Kool Herc, a 16 year old kid experimenting with funk beats on James Brown vinyls, literally invented the breakbeat style DJing that is the backbone of hip-hop today.
Unable to find music events in the Bronx that were playing what he wanted, he decided to start playing it instead. Heavily into the funky beats from icons like James Brown, Jimmy Casto, and Booker T & the MGs, Kool Herc focussed on the short, heavily percussive parts in records called the break. He looped them together into what he called a ‘5 minute loop of fury’. And the rest, they say, is history.
Named by Grandmaster Flash as his hero, this master DJ is still alive and still going, having opted out of going super-star main-stream famous in favour of something a little more low key in the Bronx.
He’s on instagram, go find him 🙂

THEATRE
Lorraine Hansberry was the first black female author, and first gay black female author, to have a play performed on Broadway in 1959. She was also the first African-American dramatist, the fifth woman, and the youngest playwright to win the New York Drama Critics’ Circle Award in the same year.
An activist and involved in some of the fierce dialogues around race in the USA in the late 1960s, Lorraine Hansberry was pro- civil disobedience. Even before then, in school in the 1950s she had been politically active, remembered by a school mate as “the only girl I knew who could whip together a fresh picket sign with her own hands, at a moment’s notice, for any cause or occasion”
She wrote articles that got her investigated by the FBI, who later flagged the themes in her celebrated play as ‘dangerous’.
A dedicated writer up until her early death from Pancreatic cancer, what you may not realise is that she was the inspiration behind Nina Simone’s song ‘To Be Young, Gifted and Black’.
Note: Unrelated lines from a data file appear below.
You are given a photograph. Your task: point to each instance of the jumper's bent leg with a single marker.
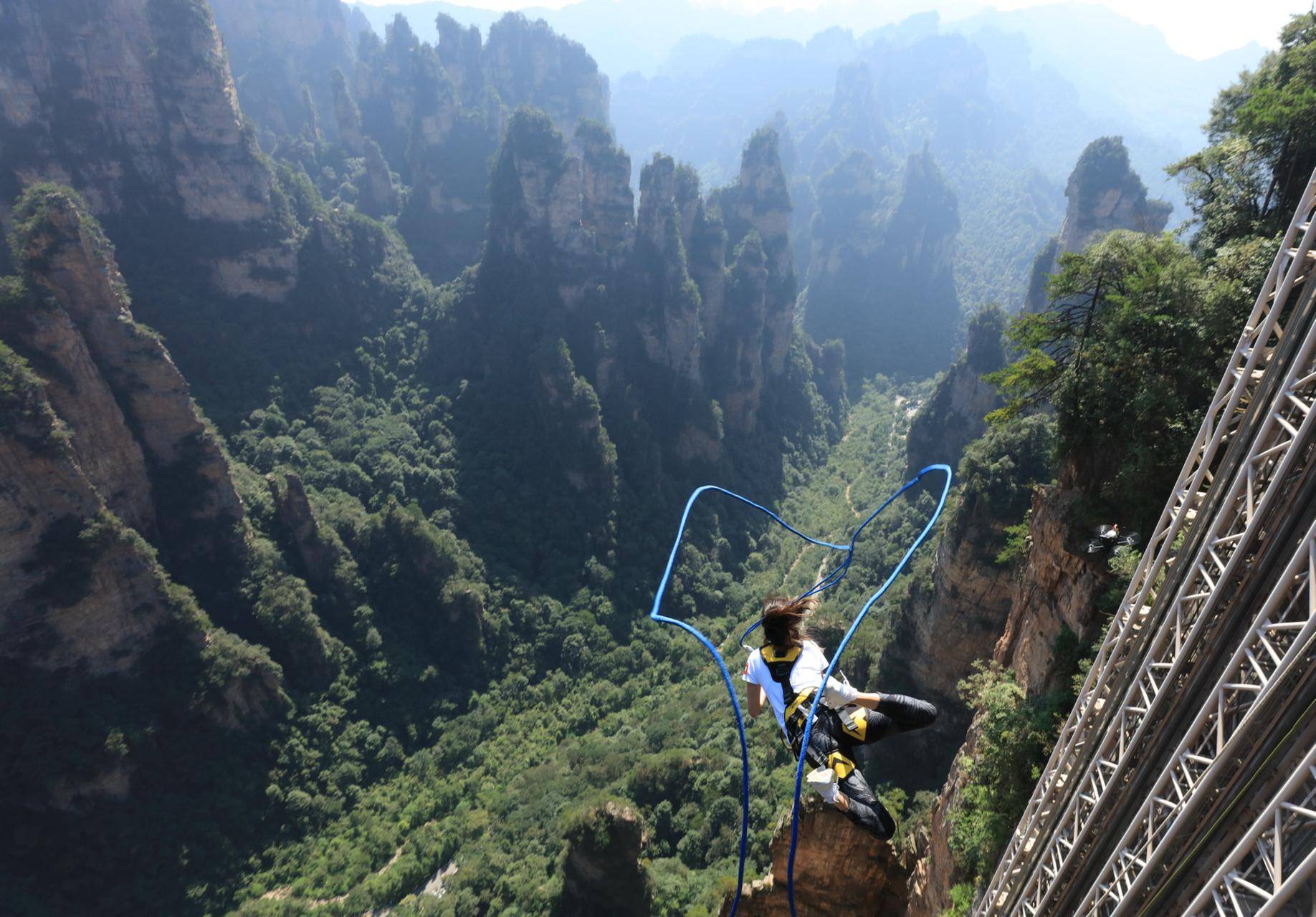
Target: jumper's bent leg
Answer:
(865, 810)
(898, 714)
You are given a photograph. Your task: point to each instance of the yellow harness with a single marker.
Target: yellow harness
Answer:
(854, 720)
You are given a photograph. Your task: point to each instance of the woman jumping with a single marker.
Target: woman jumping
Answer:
(788, 670)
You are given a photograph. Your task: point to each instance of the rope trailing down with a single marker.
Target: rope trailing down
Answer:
(826, 583)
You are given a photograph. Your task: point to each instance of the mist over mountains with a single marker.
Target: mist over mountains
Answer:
(354, 373)
(1015, 94)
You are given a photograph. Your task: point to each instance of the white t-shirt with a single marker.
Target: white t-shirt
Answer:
(807, 674)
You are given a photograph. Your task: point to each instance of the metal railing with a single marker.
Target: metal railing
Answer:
(1031, 855)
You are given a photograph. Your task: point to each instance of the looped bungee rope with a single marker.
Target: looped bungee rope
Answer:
(826, 583)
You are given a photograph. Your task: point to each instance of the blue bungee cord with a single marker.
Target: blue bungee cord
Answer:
(840, 649)
(826, 583)
(717, 657)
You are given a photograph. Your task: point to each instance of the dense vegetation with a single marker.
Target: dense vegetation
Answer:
(1124, 360)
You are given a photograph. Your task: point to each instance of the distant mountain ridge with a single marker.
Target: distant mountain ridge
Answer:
(656, 27)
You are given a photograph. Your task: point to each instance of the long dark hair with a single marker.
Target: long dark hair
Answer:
(783, 620)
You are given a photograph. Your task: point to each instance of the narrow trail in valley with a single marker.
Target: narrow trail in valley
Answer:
(286, 891)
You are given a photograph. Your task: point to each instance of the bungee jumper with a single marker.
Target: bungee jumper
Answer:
(1111, 539)
(787, 671)
(900, 717)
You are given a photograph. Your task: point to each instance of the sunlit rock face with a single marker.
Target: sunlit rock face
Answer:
(439, 115)
(132, 411)
(275, 48)
(1103, 193)
(601, 875)
(132, 103)
(107, 469)
(1054, 591)
(881, 269)
(840, 870)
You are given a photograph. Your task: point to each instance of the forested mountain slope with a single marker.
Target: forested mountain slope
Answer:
(377, 629)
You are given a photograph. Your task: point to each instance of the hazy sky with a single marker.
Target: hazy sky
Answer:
(1198, 28)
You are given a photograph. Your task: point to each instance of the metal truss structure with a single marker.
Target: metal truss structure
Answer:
(1276, 857)
(1115, 775)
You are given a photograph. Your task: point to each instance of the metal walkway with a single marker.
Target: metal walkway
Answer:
(1185, 779)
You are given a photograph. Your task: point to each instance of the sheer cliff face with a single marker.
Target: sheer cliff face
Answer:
(275, 48)
(885, 283)
(1103, 193)
(754, 319)
(99, 446)
(132, 103)
(669, 198)
(840, 870)
(115, 385)
(439, 115)
(601, 875)
(1053, 591)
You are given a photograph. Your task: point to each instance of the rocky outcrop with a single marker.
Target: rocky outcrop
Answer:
(439, 115)
(86, 605)
(1103, 193)
(607, 203)
(601, 875)
(527, 64)
(275, 48)
(856, 121)
(955, 415)
(752, 316)
(133, 407)
(558, 206)
(885, 283)
(292, 512)
(840, 870)
(378, 195)
(672, 328)
(1053, 591)
(132, 103)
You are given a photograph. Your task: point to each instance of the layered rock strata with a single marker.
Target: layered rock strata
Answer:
(132, 103)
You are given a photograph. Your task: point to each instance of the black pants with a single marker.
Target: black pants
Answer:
(832, 745)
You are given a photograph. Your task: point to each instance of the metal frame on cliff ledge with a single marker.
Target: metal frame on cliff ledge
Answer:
(1168, 782)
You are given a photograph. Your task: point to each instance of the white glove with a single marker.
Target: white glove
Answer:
(837, 695)
(823, 782)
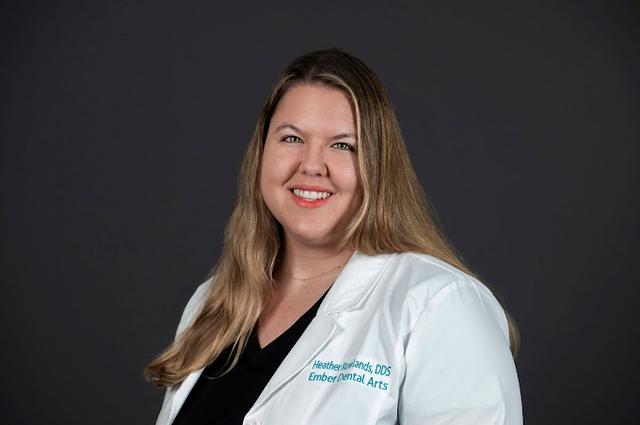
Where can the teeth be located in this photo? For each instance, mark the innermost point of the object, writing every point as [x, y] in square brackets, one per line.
[306, 194]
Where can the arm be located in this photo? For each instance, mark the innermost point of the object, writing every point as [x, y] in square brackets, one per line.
[459, 369]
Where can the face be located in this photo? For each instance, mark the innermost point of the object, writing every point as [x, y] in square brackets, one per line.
[309, 177]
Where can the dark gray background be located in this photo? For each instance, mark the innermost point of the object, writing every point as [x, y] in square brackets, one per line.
[123, 125]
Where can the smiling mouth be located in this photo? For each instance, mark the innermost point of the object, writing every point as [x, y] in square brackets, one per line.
[310, 195]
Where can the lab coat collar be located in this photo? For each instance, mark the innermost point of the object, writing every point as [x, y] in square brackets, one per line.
[356, 280]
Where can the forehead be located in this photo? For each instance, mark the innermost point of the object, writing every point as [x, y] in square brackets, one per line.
[315, 107]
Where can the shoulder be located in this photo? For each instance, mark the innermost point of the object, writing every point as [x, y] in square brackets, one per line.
[426, 283]
[194, 304]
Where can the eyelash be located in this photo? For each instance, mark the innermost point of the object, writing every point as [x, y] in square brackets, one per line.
[349, 147]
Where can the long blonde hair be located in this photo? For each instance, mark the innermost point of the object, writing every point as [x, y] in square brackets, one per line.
[394, 216]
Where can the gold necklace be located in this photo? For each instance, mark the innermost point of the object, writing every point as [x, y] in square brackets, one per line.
[312, 277]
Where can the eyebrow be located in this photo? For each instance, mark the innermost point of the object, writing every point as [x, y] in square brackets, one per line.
[293, 127]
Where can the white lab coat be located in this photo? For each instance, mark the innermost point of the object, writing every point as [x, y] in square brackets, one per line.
[399, 338]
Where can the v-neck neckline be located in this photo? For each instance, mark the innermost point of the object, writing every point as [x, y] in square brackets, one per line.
[304, 319]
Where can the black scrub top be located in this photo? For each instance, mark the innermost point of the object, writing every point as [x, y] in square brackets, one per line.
[227, 399]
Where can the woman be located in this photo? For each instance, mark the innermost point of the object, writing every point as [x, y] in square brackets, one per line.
[337, 300]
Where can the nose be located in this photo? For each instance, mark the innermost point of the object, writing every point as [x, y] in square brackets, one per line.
[312, 162]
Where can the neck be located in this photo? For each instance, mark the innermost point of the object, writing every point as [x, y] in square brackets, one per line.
[306, 261]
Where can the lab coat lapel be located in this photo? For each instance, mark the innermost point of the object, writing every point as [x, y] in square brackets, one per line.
[348, 292]
[181, 394]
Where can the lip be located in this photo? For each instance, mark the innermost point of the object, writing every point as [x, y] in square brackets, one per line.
[308, 204]
[311, 188]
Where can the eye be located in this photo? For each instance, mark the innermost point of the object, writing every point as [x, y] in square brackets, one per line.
[344, 146]
[289, 137]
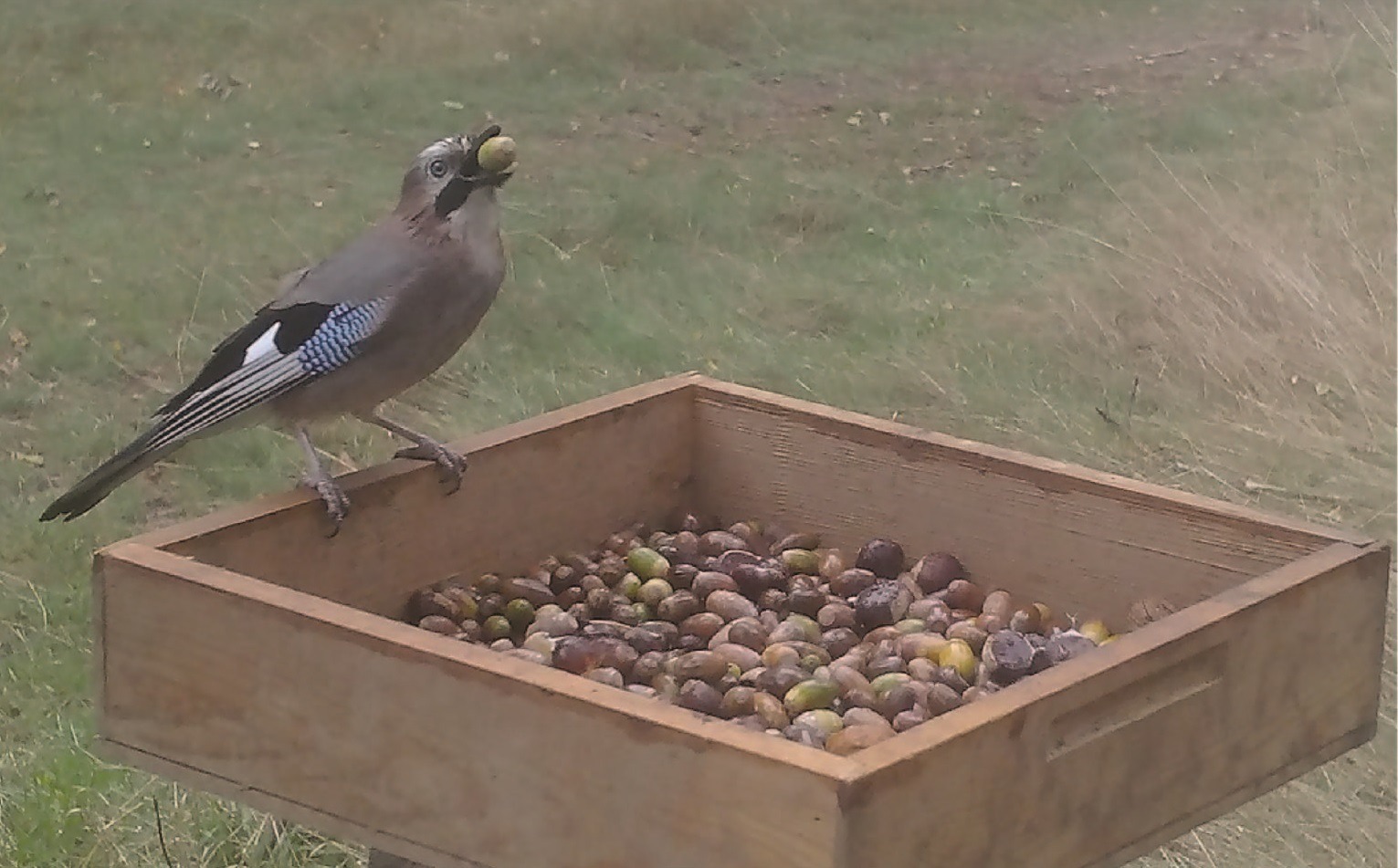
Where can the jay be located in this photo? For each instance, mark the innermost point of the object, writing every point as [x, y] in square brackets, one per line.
[344, 336]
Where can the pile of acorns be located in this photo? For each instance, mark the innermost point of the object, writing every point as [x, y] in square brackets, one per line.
[774, 633]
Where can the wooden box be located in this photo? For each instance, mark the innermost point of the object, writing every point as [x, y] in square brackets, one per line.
[249, 655]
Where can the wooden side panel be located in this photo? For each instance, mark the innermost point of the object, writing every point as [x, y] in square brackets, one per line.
[431, 748]
[560, 481]
[1099, 759]
[1029, 526]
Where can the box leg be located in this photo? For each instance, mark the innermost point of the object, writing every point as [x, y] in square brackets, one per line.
[378, 859]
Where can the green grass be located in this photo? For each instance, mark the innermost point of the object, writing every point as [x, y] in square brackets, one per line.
[692, 196]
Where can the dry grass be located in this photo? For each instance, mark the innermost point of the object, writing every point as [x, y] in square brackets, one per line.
[1240, 325]
[1253, 321]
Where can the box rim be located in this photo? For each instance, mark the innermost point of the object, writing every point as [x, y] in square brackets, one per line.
[279, 502]
[1014, 463]
[887, 757]
[450, 654]
[995, 459]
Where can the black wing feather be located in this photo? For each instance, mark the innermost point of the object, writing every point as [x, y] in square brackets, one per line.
[298, 321]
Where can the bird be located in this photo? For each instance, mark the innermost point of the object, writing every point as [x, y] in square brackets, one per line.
[342, 337]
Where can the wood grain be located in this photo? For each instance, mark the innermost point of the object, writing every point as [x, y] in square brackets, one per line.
[247, 655]
[1261, 704]
[450, 747]
[555, 483]
[1081, 541]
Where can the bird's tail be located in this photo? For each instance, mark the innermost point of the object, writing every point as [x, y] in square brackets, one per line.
[102, 481]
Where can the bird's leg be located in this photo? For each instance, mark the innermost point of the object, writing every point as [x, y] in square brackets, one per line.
[424, 449]
[316, 476]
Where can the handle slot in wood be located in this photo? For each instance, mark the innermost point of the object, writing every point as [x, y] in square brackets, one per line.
[1135, 702]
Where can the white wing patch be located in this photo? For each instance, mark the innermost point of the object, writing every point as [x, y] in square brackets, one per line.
[268, 342]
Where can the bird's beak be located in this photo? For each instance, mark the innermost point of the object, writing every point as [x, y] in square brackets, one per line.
[470, 176]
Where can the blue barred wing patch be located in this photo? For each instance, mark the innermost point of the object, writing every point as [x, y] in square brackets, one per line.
[336, 340]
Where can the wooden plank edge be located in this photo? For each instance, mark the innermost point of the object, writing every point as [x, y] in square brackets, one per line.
[1034, 468]
[887, 757]
[1236, 799]
[276, 805]
[414, 643]
[292, 497]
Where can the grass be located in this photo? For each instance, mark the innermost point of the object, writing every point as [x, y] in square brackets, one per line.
[1063, 234]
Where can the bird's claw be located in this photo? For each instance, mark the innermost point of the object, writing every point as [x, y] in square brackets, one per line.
[336, 501]
[450, 463]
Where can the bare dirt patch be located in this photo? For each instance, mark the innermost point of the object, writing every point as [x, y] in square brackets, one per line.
[934, 110]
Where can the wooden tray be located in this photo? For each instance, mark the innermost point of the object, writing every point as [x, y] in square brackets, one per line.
[247, 655]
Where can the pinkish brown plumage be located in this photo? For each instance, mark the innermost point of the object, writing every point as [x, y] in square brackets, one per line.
[344, 336]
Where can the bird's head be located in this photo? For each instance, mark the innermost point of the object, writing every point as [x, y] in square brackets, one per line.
[447, 173]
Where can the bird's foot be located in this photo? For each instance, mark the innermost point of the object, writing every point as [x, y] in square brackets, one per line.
[334, 497]
[450, 463]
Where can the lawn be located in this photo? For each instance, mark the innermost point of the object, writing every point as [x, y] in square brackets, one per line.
[1155, 239]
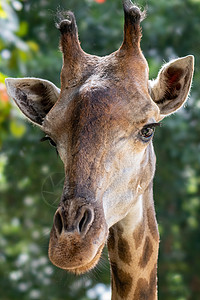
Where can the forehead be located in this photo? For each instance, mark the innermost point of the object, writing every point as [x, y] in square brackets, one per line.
[113, 90]
[99, 101]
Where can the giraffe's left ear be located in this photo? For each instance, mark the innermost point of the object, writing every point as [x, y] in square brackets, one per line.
[35, 97]
[171, 88]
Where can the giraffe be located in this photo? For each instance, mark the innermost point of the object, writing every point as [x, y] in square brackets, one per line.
[102, 122]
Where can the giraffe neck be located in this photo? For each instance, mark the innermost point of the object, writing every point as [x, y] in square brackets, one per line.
[133, 252]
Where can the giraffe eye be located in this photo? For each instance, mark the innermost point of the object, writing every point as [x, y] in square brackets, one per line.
[51, 142]
[147, 131]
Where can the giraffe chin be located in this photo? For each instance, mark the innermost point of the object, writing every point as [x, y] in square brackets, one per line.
[89, 266]
[79, 268]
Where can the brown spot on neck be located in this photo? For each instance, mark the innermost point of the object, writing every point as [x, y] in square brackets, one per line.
[138, 234]
[146, 254]
[147, 290]
[124, 250]
[123, 281]
[111, 239]
[152, 224]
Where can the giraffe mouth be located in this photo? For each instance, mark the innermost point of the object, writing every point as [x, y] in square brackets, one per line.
[88, 266]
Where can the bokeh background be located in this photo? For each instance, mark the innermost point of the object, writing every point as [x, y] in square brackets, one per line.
[31, 174]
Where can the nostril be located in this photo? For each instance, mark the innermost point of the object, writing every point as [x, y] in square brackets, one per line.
[58, 222]
[85, 221]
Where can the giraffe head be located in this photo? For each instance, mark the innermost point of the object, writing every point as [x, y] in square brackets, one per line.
[102, 122]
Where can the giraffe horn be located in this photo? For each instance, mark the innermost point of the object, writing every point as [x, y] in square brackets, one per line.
[69, 41]
[132, 31]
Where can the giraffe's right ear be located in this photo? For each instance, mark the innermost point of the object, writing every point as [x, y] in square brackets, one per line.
[35, 97]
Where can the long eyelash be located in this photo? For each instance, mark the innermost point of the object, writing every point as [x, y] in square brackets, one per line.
[47, 138]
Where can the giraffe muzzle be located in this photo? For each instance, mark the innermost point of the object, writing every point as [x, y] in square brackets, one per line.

August Wilson helped to propel and cement the careers of a legion of actors and directors. His work has roots in his experiences as a biracial child in the 1950s, a boy with a foot in two worlds yet rejected by both. He secretly quit school and spent hours at the library instead, a testament to his resolve that nobility was not defined by skin colour and circumstance. Wilson’s plays gave voice to both the mundane and extraordinary aspects of black life.
He is best known for his Pittsburgh Cycle or Century Cycle- 10 plays set in 10 different decades, describing the Black experience. He always had strong women in his work
Wilson won many awards for his work including Tonys and Pulitzers. After his death in 2005, the Virginia Theatre in NYC’s Theater District was renamed the August Wilson Theatre. It is the first Broadway theatre to bear the name of an African-American.